Furthermore, this year marked the first time dance and fight choreography were integrated in the performance, according to junior theater performance major Ian Lawrence.

Ian Lawrence wrote, directed and choreographed the fight scenes in three individual shorts, titled “Struggles with Life (and the People in It),” “Final Boss: Girlfriend,” and “Drunken Boxing.”

“They wanted to get choreography for dance and I got the idea to ask Cody [the event’s organizer]… if I could write some choreo, ‘Can we get some fight scenes in there?’” Lawrence said. “I had just had some fight experience over the summer- I got certified with the Society of American Fight Directors.”

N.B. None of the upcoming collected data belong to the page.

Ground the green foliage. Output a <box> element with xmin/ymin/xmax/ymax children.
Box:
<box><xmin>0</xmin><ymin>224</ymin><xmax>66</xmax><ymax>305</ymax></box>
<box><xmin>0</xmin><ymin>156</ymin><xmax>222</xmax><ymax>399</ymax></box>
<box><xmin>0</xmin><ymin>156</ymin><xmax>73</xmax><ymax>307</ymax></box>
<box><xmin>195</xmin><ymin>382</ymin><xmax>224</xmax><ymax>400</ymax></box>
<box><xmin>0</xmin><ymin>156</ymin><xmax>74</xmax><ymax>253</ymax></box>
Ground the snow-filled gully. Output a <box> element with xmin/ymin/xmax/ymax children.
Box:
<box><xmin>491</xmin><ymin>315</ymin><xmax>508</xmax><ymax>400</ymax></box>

Lawrence was also involved with the festival last year, he said.

“[This year] we cleaned up the process a lot more,” he said. This was the main reason behind smoothness better organization after the event’s organizer had to “pick up the pieces from last year.”

Junior theater education major Jonathan Cody Watkins was the one who organized the event. This year marked the first time such a position was filled.

“It was [a tough job],” he said. “I’m running on three hours of sleep 36 hours ago.”

But the lack of sleep didn’t dampen his spirits.

My mom’s an organizer, so I love this sort of thing,” he said.

In terms of this year’s performance as compared to last year’s, Watkins said the dance and fight choreography are the biggest changes.

“We didn’t have [dance and fight choreography] last year, and we are so thankful to have it,” Watkins said.

While the performances were stressful and challenging, the participants were unanimously positive in their reactions.

“It’s really rewarding, especially if you learn your lines because it’s really nice to say, ‘Oh my gosh, I learned a script in a night without any sleep and then performed it the next day!’” Tonsor said.